In today’s highly competitive world, High Performance Computing (HPC) is a game changer. Though not as splashy as many other computing trends, the HPC market has continued to show steady growth and success over the last several decades. Market forecaster IDC expects the overall HPC market to hit $31 billion by 2019 while riding an 8.3% CAGR. The HPC market cuts across many sectors including academic, government, and industry.
The HPC in industry has seen steady growth due to competitive advantage and successful return on investment. Indeed recent numbers by IDC show that HPC across all sectors provided a $515 return on every HPC dollar invested. Clearly HPC has gone from a specialized back-room art to a strategic technology that all sectors must employ to remain competitive.
Some specific areas that have shown great benefit from HPC are:
- Higher Education
- Life Sciences
- Government Labs
- Oil and Gas
- Weather Modeling and Prediction
In the past, successful HPC programs often required domain experts and computer scientists to achieve successful operation. In today’s HPC environment project success and good return on investment (ROI) can be achieved with many off-the-shelf solutions. Understanding the issues, costs, and advantages of various technologies is paramount to capturing this success.
This the second article in a series on InsideHPC’s Guide to Successful Technical Computing
Understanding HPC Hardware
In many respects, modern HPC hardware is based on commodity processors and components. Present day economics have all but eliminated specialized processors from the market and almost all HPC systems are based on commodity processors from Intel, AMD, and IBM. According to the November 2015 Top500 list of the world’s fastest computers, the most used processor family (80% of all systems) were those from Intel.
Modern processors are composed of multiple cores which are themselves full processing units. Thus, each processor can run many tasks simultaneously and still provide full maximum performance for each task. In many HPC environments, accelerators or GPUs (e.g. the Intel Xeon Phi) are usually employed to speed-up HPC applications.
The total amount of usable memory is also important for many HPC applications. In most cases, HPC users will suggest “the bigger, the better” when asked about the size of system memory. Usable memory size is often an enabling factor for many large HPC applications. As an example, the maximum amount of usable memory for high-end commodity Intel Xeon HPC processors is currently 1.5 Terabytes.

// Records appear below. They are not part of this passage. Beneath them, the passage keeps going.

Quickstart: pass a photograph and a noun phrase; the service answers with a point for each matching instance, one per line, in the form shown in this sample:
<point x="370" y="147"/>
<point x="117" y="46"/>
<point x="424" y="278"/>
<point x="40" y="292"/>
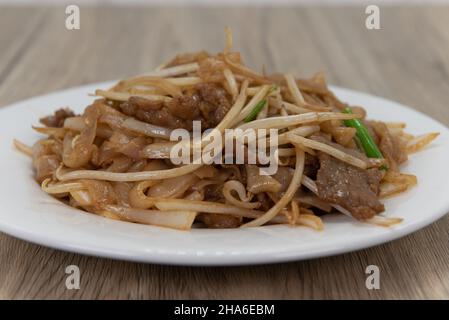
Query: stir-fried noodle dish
<point x="116" y="160"/>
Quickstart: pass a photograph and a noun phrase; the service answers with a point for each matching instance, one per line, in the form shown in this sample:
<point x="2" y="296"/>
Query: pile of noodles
<point x="141" y="185"/>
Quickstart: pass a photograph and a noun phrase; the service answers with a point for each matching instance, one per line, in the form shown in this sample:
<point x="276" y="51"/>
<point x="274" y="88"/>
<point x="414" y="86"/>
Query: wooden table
<point x="407" y="61"/>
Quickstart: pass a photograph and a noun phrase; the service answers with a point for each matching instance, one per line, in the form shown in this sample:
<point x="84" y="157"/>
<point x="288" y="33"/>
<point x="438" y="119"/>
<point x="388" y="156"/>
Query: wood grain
<point x="407" y="61"/>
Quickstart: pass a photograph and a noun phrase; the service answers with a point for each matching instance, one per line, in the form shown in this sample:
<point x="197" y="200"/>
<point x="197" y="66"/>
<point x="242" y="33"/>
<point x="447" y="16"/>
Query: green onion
<point x="366" y="141"/>
<point x="253" y="114"/>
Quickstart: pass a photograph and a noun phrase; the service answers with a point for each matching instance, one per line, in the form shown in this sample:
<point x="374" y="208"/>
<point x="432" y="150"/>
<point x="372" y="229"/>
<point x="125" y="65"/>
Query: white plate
<point x="30" y="214"/>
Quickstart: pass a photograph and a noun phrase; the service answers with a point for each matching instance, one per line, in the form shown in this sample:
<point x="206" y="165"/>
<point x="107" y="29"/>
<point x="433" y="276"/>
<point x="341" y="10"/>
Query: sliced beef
<point x="209" y="104"/>
<point x="352" y="188"/>
<point x="57" y="118"/>
<point x="311" y="166"/>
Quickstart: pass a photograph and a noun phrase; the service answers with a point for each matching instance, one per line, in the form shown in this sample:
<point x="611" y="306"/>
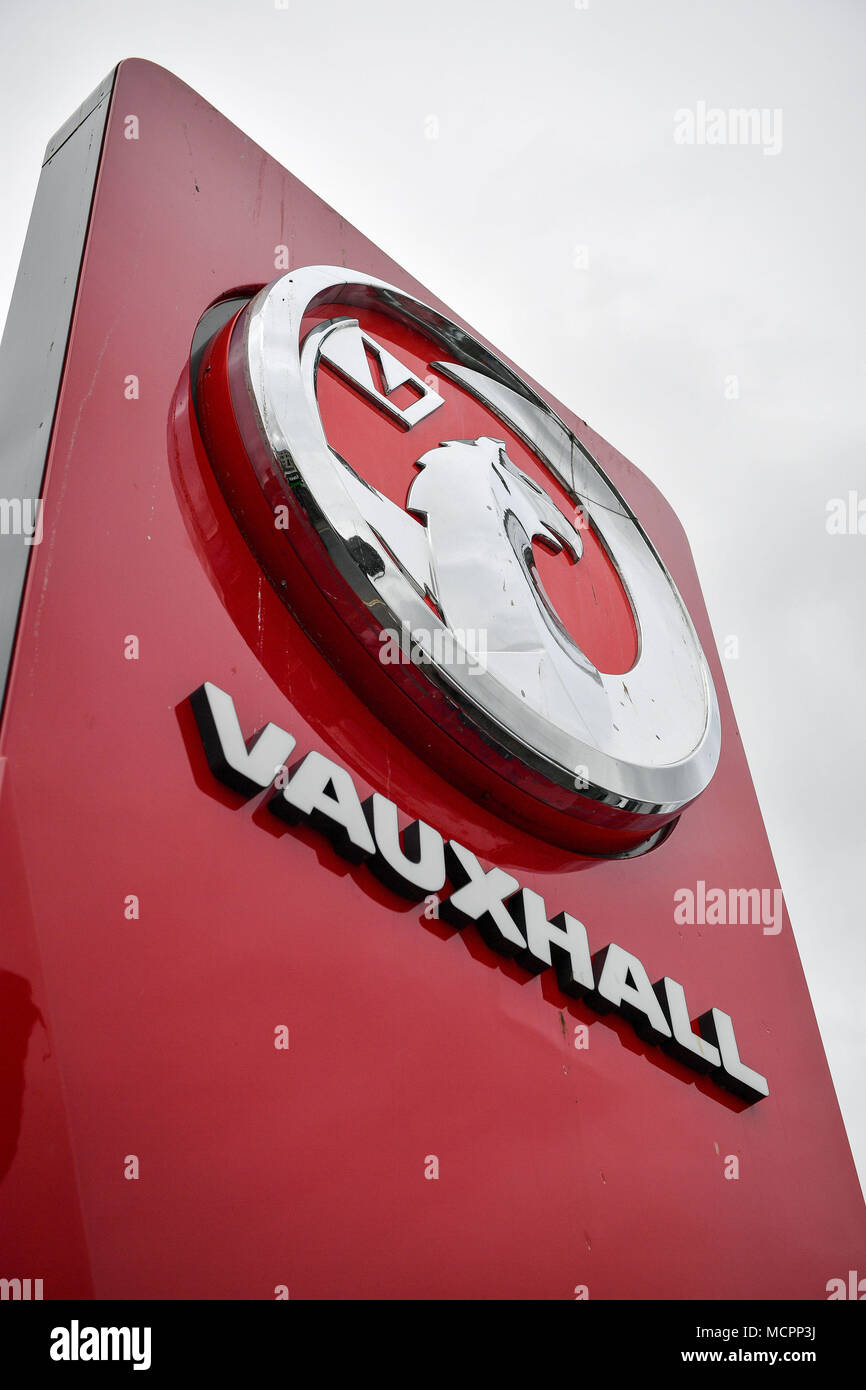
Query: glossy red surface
<point x="154" y="1037"/>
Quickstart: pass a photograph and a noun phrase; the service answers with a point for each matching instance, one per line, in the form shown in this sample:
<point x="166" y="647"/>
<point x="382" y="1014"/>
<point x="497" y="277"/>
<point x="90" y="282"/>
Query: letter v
<point x="243" y="766"/>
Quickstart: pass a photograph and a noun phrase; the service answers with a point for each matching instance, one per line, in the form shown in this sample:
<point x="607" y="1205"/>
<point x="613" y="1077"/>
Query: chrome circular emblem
<point x="444" y="591"/>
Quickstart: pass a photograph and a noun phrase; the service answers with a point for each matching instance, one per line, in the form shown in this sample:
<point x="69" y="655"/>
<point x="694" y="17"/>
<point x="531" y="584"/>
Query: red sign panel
<point x="242" y="1059"/>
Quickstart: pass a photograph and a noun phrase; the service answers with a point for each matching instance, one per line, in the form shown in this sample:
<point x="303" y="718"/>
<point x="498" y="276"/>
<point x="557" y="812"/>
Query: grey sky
<point x="630" y="274"/>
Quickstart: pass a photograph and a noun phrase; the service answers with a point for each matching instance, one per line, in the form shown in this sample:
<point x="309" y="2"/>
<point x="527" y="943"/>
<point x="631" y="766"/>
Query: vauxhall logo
<point x="592" y="759"/>
<point x="512" y="919"/>
<point x="598" y="761"/>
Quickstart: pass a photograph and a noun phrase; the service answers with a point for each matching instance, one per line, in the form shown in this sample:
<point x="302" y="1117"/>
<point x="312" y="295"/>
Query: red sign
<point x="239" y="1064"/>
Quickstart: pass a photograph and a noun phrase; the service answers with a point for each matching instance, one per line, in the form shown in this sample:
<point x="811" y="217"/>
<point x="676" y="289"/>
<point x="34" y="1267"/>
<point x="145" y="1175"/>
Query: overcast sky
<point x="699" y="305"/>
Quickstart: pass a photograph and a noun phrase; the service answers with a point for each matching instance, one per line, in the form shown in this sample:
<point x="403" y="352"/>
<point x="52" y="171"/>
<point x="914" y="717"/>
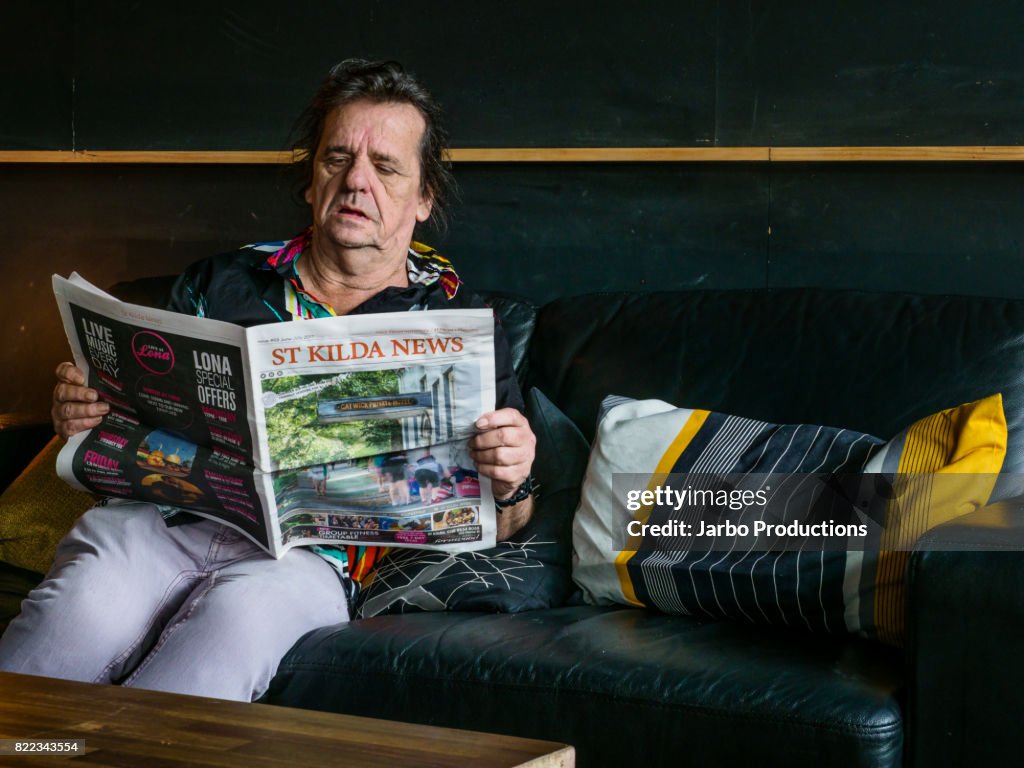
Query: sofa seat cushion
<point x="610" y="681"/>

The final aspect of most HPC systems is an efficient disk storage system. While many new storage sub-systems are using Solid State Disks (SSD) traditional Hard Disk Drive (HDD) based systems still offer the best storage per dollar and can provide excellent performance. As many HPC applications scale, they often require large amounts of storage for input data, intermediate results, and output data.
Scale-up vs Scale-out Defined
To meet their growing needs for workloads, IT organizations can expand the capability of their x86 server infrastructure by either scaling up by adding fewer more capable servers or scaling out by adding multiple, relatively less capable servers:
- Scale-up. Scale-up is achieved by putting the workload on a bigger, more powerful server (e.g., migrating from a two-socket server to a four- or eight-socket x86 server in a rack-based or blade form factor). This is a common way to scale databases and a number of other workloads. It has the advantage of avoiding the requirement for significant changes to the workload; IT managers can just install it on a bigger box and keep running the workload the way they always have.
- Scale-out. Scale-out refers to expanding to multiple servers rather than a single, bigger server. The use of availability and clustering software (ACS) and its server node management, which enables IT managers to move workloads from one server to another or to combine them into a single computing resource, represents a prime example of scale-out. Scale-out usually offers some initial hardware cost advantages (e.g., four two-socket servers may cost less than a single 16-socket server that is being replaced in the data center). And, in many cases, the redundancy offered by a scale-out solution is also useful from an availability perspective. However, IDC research has also shown that scale-out solutions can drive up Opex to undesirable levels. At the same time, large data volumes and required processing capabilities are taxing scale-out systems.
As organizations choose to entrust an increasing number of demanding, mission-critical workloads to scale-up servers, they must make sure that they are not introducing single points of failure at the server level for these critical applications. This means that customers should choose servers that incorporate advanced reliability, availability, and serviceability (RAS) features. RAS servers incorporate features that improve resilience by allowing processing to continue in the case of hardware failure, ensuring the attainment of agreed-upon uptime service levels, and providing improved diagnostic and error detection tools to enable them to be maintained more quickly and easily.